Lung transplantation is a life-saving therapy for patients with advanced lung disease, however, necessitates the use of life-long immunosuppressive therapy for the prevention of acute and chronic rejection. The backbone of immunosuppression is the calcineurin-inhibitor class, with tacrolimus being the preferred drug due to its potency and improved side-effect profile. Nevertheless, tacrolimus is associated with several side effects including increased risk for infection and malignancy, tremors, headaches, seizures, hypertension, leukopenia and renal dysfunction. In fact, by 6 months post-transplant, 50% of patients will have a 50% decline in eGFR and by 5 years post-transplant \~10% of patients will have advanced renal disease that may require renal replacement therapy and/or kidney transplantation. Tacrolimus induces a nephropathy in two ways- acute calcineurin inhibitor nephrotoxicity (CIN) is mediated by afferent arteriolar vasoconstriction, whereas chronic CIN is due to interstitial nephritis and fibrosis. Immunosuppressive regimens that spare or dose-reduce calcineurin inhibitors have been shown to have a modest impact on preserving renal function, but are limited by timing. Although most studies support implementing renal preserving protocols early on, this is balanced by the potential for acute cellular rejection, antibody mediated rejection and anastomotic dehiscence. Long-acting Tacrolimus (LCP-tacrolimus) may have the potential to bridge the balance of providing potent immunosuppression, while sparing renal function, due to the better systemic dose levels and improved concentration/dose ration achieved with it compared to IR-tacrolimus, evidenced in the renal transplant population. There is limited experience with LCP-tacrolimus in lung transplantation. Several case reports chronicling the late conversion from IR-tacrolimus to LCP-tacrolimus due to absorption issues or side-effect intolerance, have demonstrated safety and tolerability. The investigators seek to determine whether early use of LCP-tacrolimus in lung transplant recipients following the index hospitalization is acceptable, and propose a single-center prospective, randomized, controlled pilot study of early-use LCP-tacrolimus in lung transplant recipients to assess safety, tolerability and side-effects of LCP-tacrolimus.
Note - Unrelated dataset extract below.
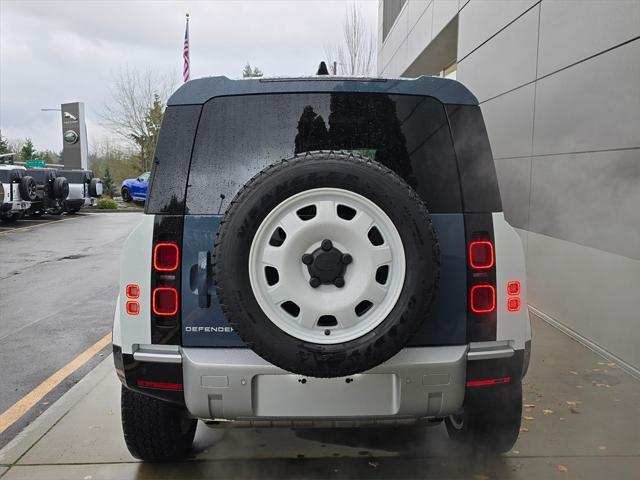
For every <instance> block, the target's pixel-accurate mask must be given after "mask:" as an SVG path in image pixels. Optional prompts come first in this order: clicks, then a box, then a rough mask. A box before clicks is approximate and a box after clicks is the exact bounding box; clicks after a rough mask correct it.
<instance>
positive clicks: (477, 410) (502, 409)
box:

Official title: A Prospective, Randomized, Controlled Pilot Study of Early-Use Long Acting Tacrolimus (Envarsus XR) in Lung Transplant Recipients

Key Details

Gender

All

Age Range

18 Years - Any

Study Type

INTERVENTIONAL

Enrollment

48

Start Date

2023-12-01

Completion Date

2026-12-31

Last Updated

2025-03-10

Healthy Volunteers

No

Interventions

DRUG

Tacrolimus Extended Release Oral Tablet [Envarsus]

Immunosuppression regimen with Tacrolimus Extended Release as the backbone.

DRUG

Tacrolimus

Standard Immunosuppression regimen with Intermediate-Release Tacrolimus.

DRUG

Mycophenolate Mofetil Hydrochloride

Standard immunosuppression of the anti-proliferative class.

DRUG

Prednisone

Standard immunosuppression (corticosteroid class).

DRUG

Azathioprine

Standard immunosuppression of the anti-proliferative class.